| .. _module-pw_snapshot-design_discussion: |
| |
| ================= |
| Design Discussion |
| ================= |
| There were a handful of key requirements going into the design of pw_snapshot: |
| |
| * **Pre-established file format** - Building and maintaining tooling to support |
| parsing binary snapshot data is a high maintenance burden that detracts from |
| the appeal of a pre-existing widely known/supported format. |
| * **Incremental writing** - Needing to build an entire snapshot before |
| committing it as a finished file is a big limitation on embedded devices where |
| RAM is often very constrained. It is important that a snapshot can be built in |
| smaller in-memory segments that can be committed incrementally to a larger |
| sink (e.g.

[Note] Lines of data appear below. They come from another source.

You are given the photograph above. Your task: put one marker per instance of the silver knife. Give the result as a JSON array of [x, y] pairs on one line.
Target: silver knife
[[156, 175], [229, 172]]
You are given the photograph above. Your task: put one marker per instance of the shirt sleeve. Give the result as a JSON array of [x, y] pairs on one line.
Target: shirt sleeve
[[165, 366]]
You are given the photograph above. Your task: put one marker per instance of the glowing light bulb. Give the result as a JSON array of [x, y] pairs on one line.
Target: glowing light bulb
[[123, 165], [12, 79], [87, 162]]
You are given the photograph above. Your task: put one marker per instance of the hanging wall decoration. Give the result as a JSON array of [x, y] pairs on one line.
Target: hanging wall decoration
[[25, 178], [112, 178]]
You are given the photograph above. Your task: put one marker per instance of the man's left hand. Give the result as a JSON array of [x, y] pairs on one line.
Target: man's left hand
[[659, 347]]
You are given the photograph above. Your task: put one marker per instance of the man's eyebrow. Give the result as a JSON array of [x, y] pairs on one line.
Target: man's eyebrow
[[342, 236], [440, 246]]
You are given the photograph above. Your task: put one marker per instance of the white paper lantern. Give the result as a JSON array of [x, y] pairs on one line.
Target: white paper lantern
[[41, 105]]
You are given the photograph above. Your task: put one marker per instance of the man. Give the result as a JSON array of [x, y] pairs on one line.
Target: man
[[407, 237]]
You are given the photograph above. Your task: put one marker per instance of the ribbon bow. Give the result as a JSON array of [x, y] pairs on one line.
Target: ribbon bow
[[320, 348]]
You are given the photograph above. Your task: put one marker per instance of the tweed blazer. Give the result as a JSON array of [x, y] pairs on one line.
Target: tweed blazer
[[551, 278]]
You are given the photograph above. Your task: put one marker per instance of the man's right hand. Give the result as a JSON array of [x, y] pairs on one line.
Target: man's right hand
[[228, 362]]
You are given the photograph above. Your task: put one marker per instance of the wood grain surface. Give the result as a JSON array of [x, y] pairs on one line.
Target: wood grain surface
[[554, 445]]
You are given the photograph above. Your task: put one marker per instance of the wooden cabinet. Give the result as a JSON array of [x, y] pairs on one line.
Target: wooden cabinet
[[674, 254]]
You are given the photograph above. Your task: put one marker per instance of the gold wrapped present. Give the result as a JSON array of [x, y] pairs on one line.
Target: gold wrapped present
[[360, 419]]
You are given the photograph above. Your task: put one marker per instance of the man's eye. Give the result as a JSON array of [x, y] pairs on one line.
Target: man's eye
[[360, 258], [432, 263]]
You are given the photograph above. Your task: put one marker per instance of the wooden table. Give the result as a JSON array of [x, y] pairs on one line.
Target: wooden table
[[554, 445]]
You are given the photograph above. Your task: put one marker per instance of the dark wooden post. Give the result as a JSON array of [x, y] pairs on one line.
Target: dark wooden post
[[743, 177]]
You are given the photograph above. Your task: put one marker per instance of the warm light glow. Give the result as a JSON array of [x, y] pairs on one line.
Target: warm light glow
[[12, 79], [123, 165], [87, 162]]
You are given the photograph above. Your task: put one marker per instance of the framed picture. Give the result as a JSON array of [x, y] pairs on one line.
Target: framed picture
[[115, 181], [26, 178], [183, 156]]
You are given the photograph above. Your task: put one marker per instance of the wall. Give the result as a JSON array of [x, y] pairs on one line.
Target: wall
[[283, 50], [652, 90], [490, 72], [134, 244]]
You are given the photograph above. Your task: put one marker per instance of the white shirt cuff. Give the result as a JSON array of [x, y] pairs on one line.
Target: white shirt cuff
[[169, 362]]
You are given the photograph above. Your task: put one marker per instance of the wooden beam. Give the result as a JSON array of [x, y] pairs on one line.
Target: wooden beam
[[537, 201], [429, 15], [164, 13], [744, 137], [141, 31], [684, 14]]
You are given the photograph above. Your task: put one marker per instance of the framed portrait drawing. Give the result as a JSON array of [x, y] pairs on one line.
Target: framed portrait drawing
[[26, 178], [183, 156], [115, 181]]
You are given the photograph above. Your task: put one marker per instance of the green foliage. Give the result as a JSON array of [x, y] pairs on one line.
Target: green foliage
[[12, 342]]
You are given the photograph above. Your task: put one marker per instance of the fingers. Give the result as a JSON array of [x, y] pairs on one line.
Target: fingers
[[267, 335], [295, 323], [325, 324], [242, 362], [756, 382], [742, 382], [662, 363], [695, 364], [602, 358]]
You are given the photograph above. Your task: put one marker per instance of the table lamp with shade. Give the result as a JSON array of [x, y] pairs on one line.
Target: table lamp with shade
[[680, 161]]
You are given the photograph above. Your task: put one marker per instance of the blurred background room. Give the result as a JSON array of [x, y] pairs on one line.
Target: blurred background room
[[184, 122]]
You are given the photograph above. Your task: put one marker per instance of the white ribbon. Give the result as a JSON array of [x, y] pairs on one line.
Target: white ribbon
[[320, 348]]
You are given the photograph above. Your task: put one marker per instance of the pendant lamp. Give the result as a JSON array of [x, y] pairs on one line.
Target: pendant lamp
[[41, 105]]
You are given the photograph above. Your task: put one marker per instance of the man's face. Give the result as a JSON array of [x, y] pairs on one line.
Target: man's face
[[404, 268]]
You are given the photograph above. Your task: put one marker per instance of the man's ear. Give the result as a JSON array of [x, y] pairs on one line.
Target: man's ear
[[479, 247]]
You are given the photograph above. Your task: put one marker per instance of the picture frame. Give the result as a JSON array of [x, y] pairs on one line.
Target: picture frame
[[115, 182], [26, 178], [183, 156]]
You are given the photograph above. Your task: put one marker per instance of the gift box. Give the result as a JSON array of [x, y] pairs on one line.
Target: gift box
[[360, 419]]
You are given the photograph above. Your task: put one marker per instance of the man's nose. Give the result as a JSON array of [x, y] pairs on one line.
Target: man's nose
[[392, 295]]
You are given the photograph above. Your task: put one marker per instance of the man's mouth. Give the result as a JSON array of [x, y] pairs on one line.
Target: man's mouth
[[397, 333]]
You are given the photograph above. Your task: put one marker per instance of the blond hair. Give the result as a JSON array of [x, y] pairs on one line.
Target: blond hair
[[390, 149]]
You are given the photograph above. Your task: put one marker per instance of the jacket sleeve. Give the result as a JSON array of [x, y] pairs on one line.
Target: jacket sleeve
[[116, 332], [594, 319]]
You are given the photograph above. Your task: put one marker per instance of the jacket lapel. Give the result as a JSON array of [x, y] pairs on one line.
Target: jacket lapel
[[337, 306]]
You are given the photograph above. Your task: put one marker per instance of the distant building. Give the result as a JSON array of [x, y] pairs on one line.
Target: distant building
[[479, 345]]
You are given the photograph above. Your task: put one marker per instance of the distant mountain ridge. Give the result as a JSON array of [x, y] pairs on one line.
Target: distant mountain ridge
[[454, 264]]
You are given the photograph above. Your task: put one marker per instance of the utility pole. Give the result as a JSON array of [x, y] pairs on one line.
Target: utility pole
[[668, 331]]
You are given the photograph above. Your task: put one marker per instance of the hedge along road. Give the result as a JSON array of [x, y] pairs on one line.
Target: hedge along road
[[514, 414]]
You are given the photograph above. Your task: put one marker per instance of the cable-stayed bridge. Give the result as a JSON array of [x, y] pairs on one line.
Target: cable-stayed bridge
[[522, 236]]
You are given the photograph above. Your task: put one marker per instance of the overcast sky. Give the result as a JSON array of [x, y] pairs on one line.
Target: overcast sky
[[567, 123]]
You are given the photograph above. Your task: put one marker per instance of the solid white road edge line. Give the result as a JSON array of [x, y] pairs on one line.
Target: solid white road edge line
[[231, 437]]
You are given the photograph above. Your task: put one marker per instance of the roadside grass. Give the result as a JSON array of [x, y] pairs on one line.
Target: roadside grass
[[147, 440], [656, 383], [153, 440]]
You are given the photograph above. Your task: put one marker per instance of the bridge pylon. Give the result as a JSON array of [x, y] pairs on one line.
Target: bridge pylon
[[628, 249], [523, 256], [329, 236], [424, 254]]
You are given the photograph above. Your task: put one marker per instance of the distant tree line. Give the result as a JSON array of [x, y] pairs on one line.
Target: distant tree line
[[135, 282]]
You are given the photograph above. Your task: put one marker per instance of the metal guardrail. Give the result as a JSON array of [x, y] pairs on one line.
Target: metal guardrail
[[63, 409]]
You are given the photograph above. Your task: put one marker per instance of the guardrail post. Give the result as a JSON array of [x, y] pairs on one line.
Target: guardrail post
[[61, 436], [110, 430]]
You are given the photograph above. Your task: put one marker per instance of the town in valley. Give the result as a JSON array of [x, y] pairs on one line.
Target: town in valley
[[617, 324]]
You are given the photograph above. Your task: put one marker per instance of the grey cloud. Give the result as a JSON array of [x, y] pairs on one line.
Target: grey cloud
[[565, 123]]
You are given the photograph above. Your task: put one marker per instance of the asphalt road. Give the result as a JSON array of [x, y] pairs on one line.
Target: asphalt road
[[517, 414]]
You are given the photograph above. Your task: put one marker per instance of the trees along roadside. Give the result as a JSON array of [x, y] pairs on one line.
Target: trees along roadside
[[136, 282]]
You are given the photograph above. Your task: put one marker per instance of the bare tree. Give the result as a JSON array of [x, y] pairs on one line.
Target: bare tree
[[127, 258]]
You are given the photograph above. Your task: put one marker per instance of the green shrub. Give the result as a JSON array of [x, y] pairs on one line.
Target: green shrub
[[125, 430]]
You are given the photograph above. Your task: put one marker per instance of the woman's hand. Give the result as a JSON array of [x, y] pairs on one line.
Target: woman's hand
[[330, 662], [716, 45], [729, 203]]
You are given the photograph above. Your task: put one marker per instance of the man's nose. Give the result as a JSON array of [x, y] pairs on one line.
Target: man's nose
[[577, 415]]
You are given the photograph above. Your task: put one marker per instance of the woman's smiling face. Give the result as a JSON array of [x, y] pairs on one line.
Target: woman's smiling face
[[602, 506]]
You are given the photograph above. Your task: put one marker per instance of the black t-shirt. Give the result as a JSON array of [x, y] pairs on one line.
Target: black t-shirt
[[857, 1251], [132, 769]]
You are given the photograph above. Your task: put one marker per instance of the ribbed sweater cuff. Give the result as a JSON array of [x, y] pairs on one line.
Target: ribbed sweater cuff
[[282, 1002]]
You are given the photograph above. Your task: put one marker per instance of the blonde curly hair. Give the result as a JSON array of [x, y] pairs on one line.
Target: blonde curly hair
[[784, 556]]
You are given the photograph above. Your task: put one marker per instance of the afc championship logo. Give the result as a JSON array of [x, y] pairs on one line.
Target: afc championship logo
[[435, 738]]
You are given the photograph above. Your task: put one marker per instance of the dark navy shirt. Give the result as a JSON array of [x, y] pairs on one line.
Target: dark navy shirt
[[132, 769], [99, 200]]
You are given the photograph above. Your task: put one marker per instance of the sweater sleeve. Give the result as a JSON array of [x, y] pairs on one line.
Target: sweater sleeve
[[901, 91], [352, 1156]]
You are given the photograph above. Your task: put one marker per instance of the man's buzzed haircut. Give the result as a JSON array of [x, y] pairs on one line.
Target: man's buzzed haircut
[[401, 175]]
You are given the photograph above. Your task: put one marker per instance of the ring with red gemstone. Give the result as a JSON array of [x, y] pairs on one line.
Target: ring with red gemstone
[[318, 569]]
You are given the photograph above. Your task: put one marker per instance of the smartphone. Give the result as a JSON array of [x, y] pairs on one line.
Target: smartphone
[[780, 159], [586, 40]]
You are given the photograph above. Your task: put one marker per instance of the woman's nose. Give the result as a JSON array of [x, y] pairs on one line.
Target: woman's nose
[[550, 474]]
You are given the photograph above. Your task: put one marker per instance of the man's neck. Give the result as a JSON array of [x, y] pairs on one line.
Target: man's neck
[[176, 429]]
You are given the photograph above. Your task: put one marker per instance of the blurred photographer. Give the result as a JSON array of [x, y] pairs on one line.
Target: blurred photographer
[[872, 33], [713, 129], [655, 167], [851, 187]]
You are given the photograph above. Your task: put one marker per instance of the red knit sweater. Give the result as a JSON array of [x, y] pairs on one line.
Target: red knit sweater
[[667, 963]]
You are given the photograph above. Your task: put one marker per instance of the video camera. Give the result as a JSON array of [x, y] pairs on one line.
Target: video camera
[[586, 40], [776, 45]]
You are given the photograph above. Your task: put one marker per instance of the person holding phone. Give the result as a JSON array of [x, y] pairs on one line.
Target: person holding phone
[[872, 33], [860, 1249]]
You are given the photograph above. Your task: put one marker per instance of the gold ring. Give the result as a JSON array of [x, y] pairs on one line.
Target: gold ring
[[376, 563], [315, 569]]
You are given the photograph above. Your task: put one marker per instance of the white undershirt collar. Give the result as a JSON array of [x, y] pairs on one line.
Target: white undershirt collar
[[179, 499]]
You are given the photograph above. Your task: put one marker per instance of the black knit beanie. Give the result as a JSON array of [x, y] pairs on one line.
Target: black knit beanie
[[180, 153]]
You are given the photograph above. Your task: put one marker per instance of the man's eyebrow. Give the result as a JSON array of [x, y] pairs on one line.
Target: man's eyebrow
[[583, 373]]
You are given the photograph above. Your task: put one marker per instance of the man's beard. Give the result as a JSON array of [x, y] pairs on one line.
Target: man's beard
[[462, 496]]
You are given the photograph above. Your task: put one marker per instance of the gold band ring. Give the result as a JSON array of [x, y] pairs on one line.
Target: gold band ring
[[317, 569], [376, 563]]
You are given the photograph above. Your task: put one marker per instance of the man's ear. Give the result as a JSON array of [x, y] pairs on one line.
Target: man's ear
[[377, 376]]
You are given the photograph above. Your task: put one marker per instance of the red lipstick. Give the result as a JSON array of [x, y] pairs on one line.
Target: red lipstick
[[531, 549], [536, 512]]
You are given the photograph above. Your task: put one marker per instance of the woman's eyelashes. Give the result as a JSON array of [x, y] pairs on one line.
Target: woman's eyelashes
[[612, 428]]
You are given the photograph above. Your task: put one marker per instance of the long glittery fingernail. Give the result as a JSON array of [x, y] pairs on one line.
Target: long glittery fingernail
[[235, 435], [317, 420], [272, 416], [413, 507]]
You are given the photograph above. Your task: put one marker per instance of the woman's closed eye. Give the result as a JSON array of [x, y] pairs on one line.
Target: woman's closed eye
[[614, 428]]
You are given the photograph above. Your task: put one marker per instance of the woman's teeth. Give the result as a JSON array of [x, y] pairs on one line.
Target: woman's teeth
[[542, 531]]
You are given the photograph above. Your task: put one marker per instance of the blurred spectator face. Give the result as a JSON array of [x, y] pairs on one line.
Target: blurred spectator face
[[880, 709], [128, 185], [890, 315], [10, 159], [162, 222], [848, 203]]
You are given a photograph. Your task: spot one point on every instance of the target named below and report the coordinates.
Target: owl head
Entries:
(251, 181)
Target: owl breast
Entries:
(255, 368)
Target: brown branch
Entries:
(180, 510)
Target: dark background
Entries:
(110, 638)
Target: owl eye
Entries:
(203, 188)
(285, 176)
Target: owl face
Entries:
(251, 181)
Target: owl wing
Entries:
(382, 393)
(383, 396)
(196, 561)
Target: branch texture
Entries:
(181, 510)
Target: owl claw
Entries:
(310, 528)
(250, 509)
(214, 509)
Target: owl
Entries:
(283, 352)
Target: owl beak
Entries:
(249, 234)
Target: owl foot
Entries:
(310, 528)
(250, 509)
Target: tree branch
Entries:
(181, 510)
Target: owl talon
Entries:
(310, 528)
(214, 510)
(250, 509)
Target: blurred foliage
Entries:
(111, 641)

UART, off-chip flash). |
| * **Extensible** - Pigweed doesn't know everything users might want to capture |
| in a snapshot. It's important that users have ways to include their own |
| information into snapshots with minimal friction. |
| * **Relatively compact** - It's important that snapshots can contain useful |
| information even when they are limited to a few hundred bytes in size. |
| |
| Why Proto? |
| ========== |
| Protobufs are widely used and supported across many languages and platforms. |
| This greatly reduces the encode/decode tooling maintenance introduced by using |
| custom or unstructured formats. While using a format like JSON provides |
| similarly wide tooling support, encoding the same information as a proto |
| significantly reduces the final file size. |
| |
| While protobuffer messages aren't truly streamable (i.e. can be written without |
| any intermediate buffers) due to how message nesting works, a large message can |
| be incrementally written as long as there's enough buffer space for encoding the |
| largest single sub-message in the proto. |
| |
| Why overlay multiple protos? |
| ============================ |
| Proto 2 supported a feature called "extensions" that explicitly allowed this |
| behavior. While proto 3 removed this feature, it doesn't disallow the old |
| behavior of serializing two 'overlayed' protos to the same data stream. Proto 3 |
| recommends using an "Any" proto instead of extensions, as it is more explicit |
| and eliminates the issue of collisions in proto messages. Unfortunately, proto |
| 'Any' messages introduce unacceptable overhead. For a single integer that would |
| encode to a few bytes using extensions, an Any submessage quickly expands to |
| tens of bytes. |
| |
| pw_snapshot's proto format takes advantage of "extensions" from proto 2 without |
| explicitly relying on the feature. To reduce the risk of colissions and maximize |
| encoding efficiency, certain ranges are reserved to allow Pigweed to grow while |
| ensuring downstream customers have equivalent flexibility when using the |
| Snapshot proto format. |
| |
| Why no file header? |
| =================== |
| Right now it's assumed that anything that is storing or transferring a |
| serialized snapshot implicitly tracks its size (and a checksum, if desired). |
| While a container format might be introduced independently, pw_snapshot focuses |
| on treating an encoded snapshot as raw serialized proto data. |